Questa fretta colpisce anche il modo in cui i personaggi affrontano i traumi, come hanno evidenziato anche altre recensioni. Stupro, tossicodipendenza e depressione post-partum vengono superate grazie a una forza di volontà sovrumana. Non c’è bisogno di aiuto professionale né di comunità di supporto. Anzi, nonostante sia la parola “insieme” a chiudere il libro, i protagonisti affrontano il mondo, e tutte le schifezze che porta nelle loro vita, principalmente da soli. Solo nelle storie di Dominique e Shirley vediamo l’aiuto di una comunità di donne, o di una donna, disinteressato e profondo. Non è un caso che siano le storie più riuscite, secondo me.

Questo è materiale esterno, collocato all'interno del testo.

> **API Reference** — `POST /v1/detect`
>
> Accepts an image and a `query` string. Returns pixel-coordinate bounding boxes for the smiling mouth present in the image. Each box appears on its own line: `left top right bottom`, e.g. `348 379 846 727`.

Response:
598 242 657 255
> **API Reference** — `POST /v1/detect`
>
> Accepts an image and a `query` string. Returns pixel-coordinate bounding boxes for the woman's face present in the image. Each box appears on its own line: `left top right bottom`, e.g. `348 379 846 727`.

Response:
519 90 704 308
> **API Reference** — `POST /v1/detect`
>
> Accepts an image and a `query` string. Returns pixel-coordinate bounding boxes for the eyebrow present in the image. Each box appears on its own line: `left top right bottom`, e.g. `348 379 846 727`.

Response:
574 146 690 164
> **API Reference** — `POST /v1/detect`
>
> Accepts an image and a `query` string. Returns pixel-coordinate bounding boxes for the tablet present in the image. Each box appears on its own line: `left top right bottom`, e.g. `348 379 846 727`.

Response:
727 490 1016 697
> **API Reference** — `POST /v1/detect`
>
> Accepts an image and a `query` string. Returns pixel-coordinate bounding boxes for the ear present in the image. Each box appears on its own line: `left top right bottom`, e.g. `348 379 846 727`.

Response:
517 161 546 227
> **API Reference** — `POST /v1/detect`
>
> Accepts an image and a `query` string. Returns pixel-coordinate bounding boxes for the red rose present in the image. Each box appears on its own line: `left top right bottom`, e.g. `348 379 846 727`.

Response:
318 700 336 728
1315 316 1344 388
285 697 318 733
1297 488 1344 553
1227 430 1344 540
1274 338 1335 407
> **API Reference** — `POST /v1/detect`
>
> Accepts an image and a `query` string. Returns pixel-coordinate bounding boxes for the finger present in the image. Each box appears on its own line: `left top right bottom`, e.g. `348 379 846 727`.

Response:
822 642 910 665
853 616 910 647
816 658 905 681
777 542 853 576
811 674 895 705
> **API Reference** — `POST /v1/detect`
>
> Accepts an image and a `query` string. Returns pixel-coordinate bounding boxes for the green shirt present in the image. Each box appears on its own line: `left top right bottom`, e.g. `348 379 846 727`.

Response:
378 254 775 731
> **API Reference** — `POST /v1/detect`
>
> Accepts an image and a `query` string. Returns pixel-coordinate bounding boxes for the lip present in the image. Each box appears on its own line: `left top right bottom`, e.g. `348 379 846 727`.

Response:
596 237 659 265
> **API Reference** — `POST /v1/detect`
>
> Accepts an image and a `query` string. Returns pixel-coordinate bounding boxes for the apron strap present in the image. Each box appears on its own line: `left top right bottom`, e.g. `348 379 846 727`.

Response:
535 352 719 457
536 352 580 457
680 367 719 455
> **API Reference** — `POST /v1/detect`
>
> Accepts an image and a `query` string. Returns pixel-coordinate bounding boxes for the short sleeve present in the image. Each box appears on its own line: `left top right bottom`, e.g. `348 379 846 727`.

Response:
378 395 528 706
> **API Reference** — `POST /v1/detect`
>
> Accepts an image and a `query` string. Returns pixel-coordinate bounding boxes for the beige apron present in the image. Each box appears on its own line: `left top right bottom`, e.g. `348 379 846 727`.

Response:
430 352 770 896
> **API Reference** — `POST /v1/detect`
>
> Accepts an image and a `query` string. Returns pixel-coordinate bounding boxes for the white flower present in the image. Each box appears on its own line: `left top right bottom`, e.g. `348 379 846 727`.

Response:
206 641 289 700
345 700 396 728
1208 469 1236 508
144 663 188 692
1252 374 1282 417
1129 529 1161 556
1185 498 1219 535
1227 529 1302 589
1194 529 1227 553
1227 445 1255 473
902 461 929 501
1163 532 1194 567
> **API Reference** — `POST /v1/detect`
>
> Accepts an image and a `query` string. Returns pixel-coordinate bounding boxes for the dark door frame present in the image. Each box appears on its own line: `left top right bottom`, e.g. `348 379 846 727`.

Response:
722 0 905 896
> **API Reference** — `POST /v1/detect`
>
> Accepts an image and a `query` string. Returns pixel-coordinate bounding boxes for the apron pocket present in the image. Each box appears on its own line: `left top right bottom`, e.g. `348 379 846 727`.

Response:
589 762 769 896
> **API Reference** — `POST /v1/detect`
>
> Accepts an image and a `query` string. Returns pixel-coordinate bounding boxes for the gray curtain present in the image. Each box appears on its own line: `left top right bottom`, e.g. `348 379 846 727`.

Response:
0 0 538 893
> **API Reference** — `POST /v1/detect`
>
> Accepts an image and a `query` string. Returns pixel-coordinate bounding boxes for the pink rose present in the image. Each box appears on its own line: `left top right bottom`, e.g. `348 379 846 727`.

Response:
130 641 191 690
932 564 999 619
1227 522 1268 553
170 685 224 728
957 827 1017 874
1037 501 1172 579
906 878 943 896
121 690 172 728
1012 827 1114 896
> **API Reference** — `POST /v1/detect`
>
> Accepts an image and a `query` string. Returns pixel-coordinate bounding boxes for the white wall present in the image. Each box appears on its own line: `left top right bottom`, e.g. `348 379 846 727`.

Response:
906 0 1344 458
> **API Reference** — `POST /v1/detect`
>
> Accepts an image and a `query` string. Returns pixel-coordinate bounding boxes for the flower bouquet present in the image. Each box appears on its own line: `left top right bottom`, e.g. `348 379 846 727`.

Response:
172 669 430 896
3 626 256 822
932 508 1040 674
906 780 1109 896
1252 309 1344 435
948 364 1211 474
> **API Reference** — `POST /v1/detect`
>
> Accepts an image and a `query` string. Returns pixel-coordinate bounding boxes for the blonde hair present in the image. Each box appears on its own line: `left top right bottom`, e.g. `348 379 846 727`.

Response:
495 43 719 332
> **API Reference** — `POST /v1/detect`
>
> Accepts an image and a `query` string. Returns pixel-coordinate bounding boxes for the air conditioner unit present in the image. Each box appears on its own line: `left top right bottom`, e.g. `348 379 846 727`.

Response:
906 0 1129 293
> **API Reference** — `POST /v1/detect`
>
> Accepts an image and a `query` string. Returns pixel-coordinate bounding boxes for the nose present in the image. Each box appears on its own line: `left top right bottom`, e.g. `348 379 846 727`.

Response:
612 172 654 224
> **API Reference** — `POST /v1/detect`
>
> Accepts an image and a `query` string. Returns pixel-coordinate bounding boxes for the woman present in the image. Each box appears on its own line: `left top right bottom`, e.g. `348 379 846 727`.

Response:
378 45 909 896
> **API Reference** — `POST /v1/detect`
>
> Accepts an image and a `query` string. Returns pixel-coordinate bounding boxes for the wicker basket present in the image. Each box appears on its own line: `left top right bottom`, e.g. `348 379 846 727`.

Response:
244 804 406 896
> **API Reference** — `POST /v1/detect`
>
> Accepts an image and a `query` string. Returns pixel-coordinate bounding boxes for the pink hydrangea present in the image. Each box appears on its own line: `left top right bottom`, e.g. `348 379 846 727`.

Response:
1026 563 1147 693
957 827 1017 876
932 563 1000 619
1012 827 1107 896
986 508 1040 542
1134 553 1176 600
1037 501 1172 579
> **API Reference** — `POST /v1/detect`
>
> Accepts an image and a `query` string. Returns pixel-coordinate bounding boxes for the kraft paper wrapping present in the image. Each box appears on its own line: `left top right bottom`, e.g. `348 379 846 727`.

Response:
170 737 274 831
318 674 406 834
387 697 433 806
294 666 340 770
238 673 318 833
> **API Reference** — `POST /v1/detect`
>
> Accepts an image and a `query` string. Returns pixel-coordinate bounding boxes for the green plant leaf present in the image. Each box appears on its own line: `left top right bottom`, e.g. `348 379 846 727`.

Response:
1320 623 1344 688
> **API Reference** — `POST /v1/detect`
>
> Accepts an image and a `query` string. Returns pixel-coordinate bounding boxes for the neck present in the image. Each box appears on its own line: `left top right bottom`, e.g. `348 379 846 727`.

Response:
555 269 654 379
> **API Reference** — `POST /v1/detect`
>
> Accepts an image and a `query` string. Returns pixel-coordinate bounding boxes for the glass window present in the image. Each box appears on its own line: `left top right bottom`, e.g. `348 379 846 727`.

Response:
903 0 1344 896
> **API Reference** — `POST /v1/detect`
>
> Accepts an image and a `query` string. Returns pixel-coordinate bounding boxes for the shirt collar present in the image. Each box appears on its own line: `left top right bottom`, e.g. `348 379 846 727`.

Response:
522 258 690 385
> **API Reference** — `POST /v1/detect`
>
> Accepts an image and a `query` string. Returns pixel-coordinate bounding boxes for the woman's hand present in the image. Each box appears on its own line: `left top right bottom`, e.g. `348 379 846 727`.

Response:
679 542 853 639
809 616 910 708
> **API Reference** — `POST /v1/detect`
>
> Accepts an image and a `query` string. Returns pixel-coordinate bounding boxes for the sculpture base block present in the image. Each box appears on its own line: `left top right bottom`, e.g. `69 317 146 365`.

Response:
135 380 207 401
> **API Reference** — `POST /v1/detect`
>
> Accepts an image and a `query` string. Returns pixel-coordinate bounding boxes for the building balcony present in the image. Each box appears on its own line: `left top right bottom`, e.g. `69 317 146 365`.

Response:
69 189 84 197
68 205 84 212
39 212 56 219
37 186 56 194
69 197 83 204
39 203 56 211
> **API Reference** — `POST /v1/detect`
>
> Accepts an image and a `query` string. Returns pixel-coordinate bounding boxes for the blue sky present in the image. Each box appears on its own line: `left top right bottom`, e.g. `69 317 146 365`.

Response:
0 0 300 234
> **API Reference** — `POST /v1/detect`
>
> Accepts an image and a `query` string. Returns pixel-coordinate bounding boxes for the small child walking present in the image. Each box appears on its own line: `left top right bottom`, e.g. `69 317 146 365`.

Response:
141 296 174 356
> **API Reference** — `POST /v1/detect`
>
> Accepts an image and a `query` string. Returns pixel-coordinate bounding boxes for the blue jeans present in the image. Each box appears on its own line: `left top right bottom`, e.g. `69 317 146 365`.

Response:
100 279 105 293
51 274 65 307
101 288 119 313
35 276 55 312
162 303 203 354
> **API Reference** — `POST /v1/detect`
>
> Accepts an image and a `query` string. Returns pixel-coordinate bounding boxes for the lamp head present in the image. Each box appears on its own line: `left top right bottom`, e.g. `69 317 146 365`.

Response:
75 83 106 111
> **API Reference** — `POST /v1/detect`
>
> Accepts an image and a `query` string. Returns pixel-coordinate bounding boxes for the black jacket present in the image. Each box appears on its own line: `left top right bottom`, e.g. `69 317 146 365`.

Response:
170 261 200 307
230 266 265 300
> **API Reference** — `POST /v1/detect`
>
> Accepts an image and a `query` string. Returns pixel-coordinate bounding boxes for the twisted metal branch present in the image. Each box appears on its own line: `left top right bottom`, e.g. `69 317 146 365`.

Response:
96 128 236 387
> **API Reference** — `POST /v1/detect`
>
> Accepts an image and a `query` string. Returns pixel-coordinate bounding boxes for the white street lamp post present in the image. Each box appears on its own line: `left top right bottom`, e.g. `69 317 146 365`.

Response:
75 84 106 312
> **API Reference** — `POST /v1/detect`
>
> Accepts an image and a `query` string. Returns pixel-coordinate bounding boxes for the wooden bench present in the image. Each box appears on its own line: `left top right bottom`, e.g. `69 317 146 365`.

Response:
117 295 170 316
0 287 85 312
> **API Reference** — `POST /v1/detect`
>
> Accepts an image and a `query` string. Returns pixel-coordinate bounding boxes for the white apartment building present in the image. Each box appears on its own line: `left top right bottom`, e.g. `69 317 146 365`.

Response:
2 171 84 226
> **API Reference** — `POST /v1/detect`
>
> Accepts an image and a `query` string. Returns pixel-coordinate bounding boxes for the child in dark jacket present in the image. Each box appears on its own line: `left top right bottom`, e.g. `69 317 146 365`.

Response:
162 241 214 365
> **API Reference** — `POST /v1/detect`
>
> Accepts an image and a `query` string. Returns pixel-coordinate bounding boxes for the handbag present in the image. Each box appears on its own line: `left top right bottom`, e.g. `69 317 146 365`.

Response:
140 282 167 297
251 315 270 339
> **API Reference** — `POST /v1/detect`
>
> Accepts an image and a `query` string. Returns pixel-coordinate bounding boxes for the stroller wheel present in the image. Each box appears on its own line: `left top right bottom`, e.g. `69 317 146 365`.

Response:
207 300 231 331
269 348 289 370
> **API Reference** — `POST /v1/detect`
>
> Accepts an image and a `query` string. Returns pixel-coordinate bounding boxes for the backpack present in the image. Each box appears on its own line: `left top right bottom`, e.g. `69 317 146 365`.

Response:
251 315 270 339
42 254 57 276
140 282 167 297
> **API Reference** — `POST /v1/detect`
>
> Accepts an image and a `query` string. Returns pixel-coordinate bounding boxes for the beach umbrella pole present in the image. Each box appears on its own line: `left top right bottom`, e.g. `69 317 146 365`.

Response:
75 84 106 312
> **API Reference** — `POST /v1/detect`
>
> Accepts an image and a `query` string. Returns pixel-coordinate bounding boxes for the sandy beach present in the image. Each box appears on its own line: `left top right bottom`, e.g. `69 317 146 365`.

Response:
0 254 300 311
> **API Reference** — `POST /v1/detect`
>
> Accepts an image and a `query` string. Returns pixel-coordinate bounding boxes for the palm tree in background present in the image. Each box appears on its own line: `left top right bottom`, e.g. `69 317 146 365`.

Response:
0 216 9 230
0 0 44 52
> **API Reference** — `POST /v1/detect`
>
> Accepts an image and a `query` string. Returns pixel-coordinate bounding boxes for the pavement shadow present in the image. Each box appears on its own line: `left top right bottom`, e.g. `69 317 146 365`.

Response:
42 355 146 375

Come riuscito ho trovato anche lo stile. Le frasi spezzate, la mancanza di punteggiatura a chiusura periodo e gli “a capo” significativi hanno aggiunto dramma e tensione al testo. Hanno reso bene la differenza tra i monologhi/flussi di coscienza e i punti più narrativi. È un esperimento andato a buon fine e, in sostanza, il motivo per cui voglio leggere qualcos’altro di Evaristo.

Ho cercato di spiegare cosa non è andato per me in questo libro, e credo ci sia stato per Evaristo un glitch tra struttura e temi. Ma il suo mondo è gigantesco e voglio davvero vedere cosa il suo stile può raggiungere. In più, sono assolutamente convinta che si debba continuare a raccontare queste storie. A prescindere da tutti, recensioni su goodreads comprese :-)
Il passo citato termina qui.